Hello, dear friend, you can consult us at any time if you have any questions, add WeChat: daixieit

ECMT2150 INTERMEDIATE ECONOMETRICS

Week 13 Tutorial - Panel Data and Panel Data Models

Q1. Wooldridge Chp 14 Q5

Suppose that, for one semester, you can collect the following data on a random sample of college juniors and seniors for each class taken: a standardized final exam score, percentage of lectures     attended, a dummy variable indicating whether the class is within the student’s major, cumulative grade point average prior to the start of the semester, and SAT score.

a)   Why would you classify this data set as a cluster sample? Roughly, how many observations would you expect for the typical student?

b)   Write a model that explains final exam performance in terms of attendance and the other characteristics. Use s to subscript student and c to subscript class. Which variables do not change within a student?

c)   If you pool all of the data and use OLS, what are you assuming about unobserved student  characteristics that affect performance and attendance rate? What roles do SAT score and prior GPA play in this regard?

d)   If you think SAT score and prior GPA do not adequately capture student ability, how would you estimate the effect of attendance on final exam performance?

Stata 1 (Wooldridge Chp 13 Computer Exercise 13)

Use the data in WAGEPAN.dta for this exercise. Use standard errors that are robust to clustering, arbitrary heteroskedasticity and serial correlation in the FD errors, ∆uit .

a)   Consider the unobserved effects model

lwageit  = F0  +  61 d81t  + … + 67 d87t  +  F1 educi  +  y1 d81t educi  + … +   y7 d87t educi + F2unionit  + ai  + uit

where ai  is allowed to be correlated with educi  and unionit  (notice the subscripts). Which parameters can you estimate using first differencing?

b)   Estimate the equation from part (a) by FD remember to either force Stata to estimate it with no intercept (use the noconstant option) or use the year dummies for 1982-87 only. Test    the null hypothesis that the return to education does not vary over time.

c)   Now allow the union differential to change over time (along with education) and estimate the equation by FD. What is the estimated union differential in 1980? What about in 1987? Is the difference in the differential between 1980 and 1987 statistically significant?

d)  Test the null hypothesis that the union differential has not varied over time, and discuss your results in light of your answer to part (c).

Stata 2 (Wooldridge Chp 14 Computer Exercise 10)

Use the data in AIRFARE.dta for this exercise.

We are interested in estimating the model :

log(fareit) = et  + F1 concenit + F2 log(disti) + F3 [log(disti )]2 + ai + uit,           t = 1, … ,4

where et  means that we allow for different year intercepts.

Use cluster robust standard errors.

a)   Estimate the above equation by pooled OLS, being sure to include year dummies. If 」concenit = 0.10, what is the estimated percentage increase in fare?

b)  What is the cluster robust 95% confidence interval for F1 in the pooled OLS model? Why do    we prefer it to the usual confidence interval? Re-estimate the model without using the cluster robust standard errors and find the standard/non-robust 95% CI for F1 . Compare the two CIs  and comment.

c)   Describe what is happening with the quadratic in log(dist). In particular, for what value of dist  does the relationship between log(fare) and dist become positive? [Hint: First figure out the     turning point value for log(dist), and then exponentiate.] Is the turning point outside the range of the data?

d)   Now estimate the equation using random effects. How does the estimate of F1 change?

e)   Now estimate the equation using fixed effects. What is the FE estimate of F1 ? Why is it fairly similar to the RE estimate?

Hint: What is  for RE estimation?

1

Recall  = 1 − l]2 .

When estimating a model by random effects or fixed effects, Stata automatically reports what it calls p = , the fraction of the variance due to ai .

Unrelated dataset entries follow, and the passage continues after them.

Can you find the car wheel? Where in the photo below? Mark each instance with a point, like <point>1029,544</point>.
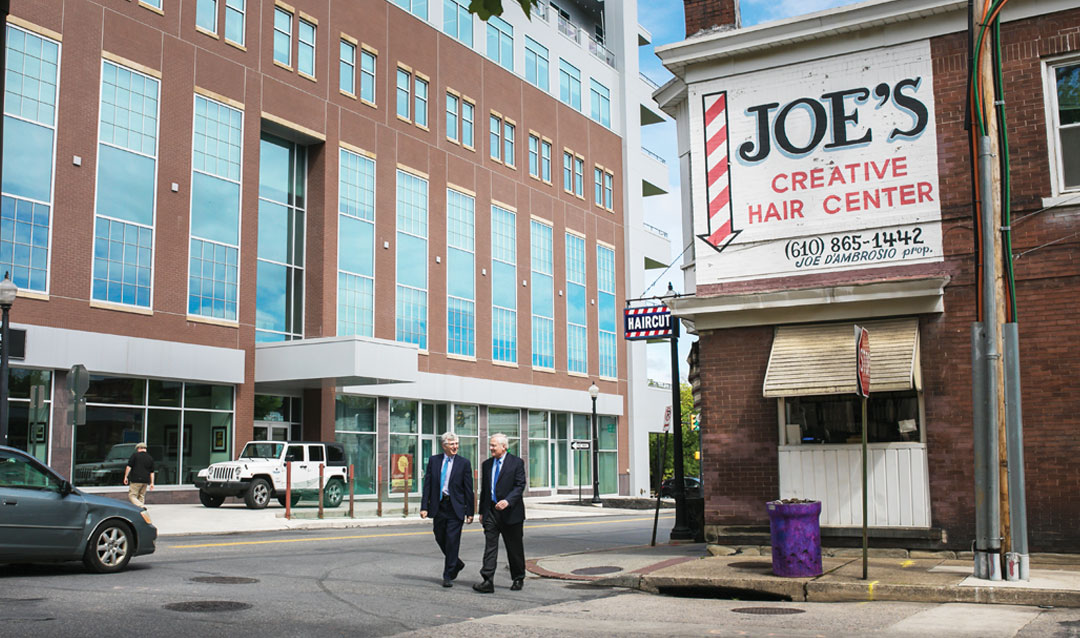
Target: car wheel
<point>258,494</point>
<point>109,548</point>
<point>334,493</point>
<point>210,500</point>
<point>296,499</point>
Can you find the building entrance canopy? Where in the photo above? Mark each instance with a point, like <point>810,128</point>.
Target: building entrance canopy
<point>289,366</point>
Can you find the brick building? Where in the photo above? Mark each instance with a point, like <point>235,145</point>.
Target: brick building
<point>827,179</point>
<point>359,220</point>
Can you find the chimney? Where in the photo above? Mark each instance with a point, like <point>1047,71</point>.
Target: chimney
<point>705,14</point>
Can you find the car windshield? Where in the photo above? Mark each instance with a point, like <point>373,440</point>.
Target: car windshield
<point>261,450</point>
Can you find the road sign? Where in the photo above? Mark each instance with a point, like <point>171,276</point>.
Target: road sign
<point>649,322</point>
<point>863,361</point>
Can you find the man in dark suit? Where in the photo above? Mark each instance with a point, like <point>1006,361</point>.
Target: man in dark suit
<point>502,513</point>
<point>448,498</point>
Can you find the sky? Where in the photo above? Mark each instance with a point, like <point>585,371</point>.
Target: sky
<point>663,18</point>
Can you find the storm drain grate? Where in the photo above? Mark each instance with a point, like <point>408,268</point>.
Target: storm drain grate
<point>595,571</point>
<point>207,606</point>
<point>225,580</point>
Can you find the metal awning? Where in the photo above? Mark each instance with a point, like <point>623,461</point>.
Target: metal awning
<point>820,358</point>
<point>304,364</point>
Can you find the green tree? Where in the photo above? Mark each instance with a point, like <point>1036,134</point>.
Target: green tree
<point>485,9</point>
<point>691,466</point>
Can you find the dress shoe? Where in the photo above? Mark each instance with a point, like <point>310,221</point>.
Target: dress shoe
<point>485,587</point>
<point>457,570</point>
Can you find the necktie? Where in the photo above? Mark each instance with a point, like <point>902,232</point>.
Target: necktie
<point>495,479</point>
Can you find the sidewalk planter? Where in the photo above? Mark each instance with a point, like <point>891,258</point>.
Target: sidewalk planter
<point>795,531</point>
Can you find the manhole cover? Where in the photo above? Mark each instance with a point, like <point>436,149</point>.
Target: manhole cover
<point>595,571</point>
<point>207,606</point>
<point>752,565</point>
<point>225,580</point>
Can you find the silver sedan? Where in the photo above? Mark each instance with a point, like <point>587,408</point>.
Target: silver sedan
<point>44,518</point>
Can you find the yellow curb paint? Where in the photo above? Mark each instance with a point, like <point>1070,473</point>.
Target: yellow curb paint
<point>392,534</point>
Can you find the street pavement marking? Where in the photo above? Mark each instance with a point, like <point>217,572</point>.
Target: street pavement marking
<point>391,534</point>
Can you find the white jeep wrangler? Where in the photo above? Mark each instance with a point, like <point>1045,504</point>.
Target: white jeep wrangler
<point>259,474</point>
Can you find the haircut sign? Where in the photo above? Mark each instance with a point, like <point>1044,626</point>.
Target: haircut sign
<point>825,165</point>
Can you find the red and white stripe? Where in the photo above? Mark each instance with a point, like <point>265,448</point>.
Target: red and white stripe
<point>716,164</point>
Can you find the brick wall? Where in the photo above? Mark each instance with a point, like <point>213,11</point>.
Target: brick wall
<point>704,14</point>
<point>739,426</point>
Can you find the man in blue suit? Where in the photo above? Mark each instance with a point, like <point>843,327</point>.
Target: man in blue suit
<point>502,514</point>
<point>448,498</point>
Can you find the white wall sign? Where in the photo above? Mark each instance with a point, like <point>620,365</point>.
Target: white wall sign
<point>826,165</point>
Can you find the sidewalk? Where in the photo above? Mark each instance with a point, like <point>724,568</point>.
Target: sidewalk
<point>233,517</point>
<point>688,569</point>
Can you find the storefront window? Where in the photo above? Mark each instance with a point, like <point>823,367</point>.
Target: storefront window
<point>837,419</point>
<point>186,428</point>
<point>354,428</point>
<point>538,449</point>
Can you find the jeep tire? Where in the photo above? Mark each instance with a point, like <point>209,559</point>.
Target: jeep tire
<point>258,494</point>
<point>210,500</point>
<point>333,493</point>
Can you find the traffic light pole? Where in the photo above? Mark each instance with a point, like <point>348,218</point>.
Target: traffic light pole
<point>680,531</point>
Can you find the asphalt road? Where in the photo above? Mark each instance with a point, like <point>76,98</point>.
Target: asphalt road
<point>386,581</point>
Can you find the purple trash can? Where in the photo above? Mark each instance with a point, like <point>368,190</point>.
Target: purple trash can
<point>796,539</point>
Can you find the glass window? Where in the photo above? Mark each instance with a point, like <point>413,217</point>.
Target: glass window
<point>503,285</point>
<point>367,76</point>
<point>536,64</point>
<point>354,429</point>
<point>534,155</point>
<point>505,421</point>
<point>457,21</point>
<point>599,103</point>
<point>577,331</point>
<point>214,258</point>
<point>508,145</point>
<point>460,274</point>
<point>538,449</point>
<point>282,36</point>
<point>306,48</point>
<point>355,244</point>
<point>412,258</point>
<point>467,123</point>
<point>500,42</point>
<point>1066,112</point>
<point>606,311</point>
<point>404,82</point>
<point>206,15</point>
<point>569,84</point>
<point>126,178</point>
<point>347,68</point>
<point>234,12</point>
<point>420,106</point>
<point>543,304</point>
<point>451,117</point>
<point>29,127</point>
<point>279,295</point>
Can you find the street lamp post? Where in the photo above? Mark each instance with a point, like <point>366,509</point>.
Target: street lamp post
<point>8,292</point>
<point>594,392</point>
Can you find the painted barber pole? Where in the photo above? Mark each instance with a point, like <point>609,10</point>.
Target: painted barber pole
<point>717,177</point>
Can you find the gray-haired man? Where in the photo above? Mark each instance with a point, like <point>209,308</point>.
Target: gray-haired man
<point>448,498</point>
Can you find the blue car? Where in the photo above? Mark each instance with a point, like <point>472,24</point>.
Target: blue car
<point>44,518</point>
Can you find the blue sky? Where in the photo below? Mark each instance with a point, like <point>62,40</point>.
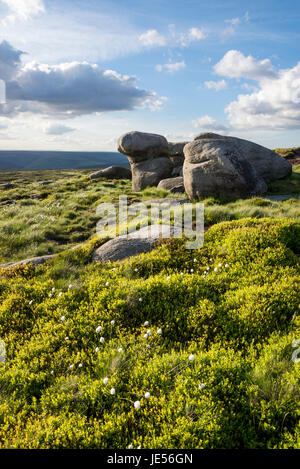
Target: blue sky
<point>79,73</point>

[NB Stata and our textbook/our slides use different notation. We call the unobserved heterogeneity ai , while Stata calls it u_i. e_i in Stata is our idiosyncratic error uit ].

To get Stata to estimate  you need to add an option theta” to the command for random effects:

xtreg y x1 x2 … xk, re theta

theta is what Stata calls 入.

f)     Name two characteristics of a route (other than distance between stops) that are captured by ai . Might these be correlated with concenit ?

g)    Are you convinced that higher concentration on a route increases airfares? What is your best estimate?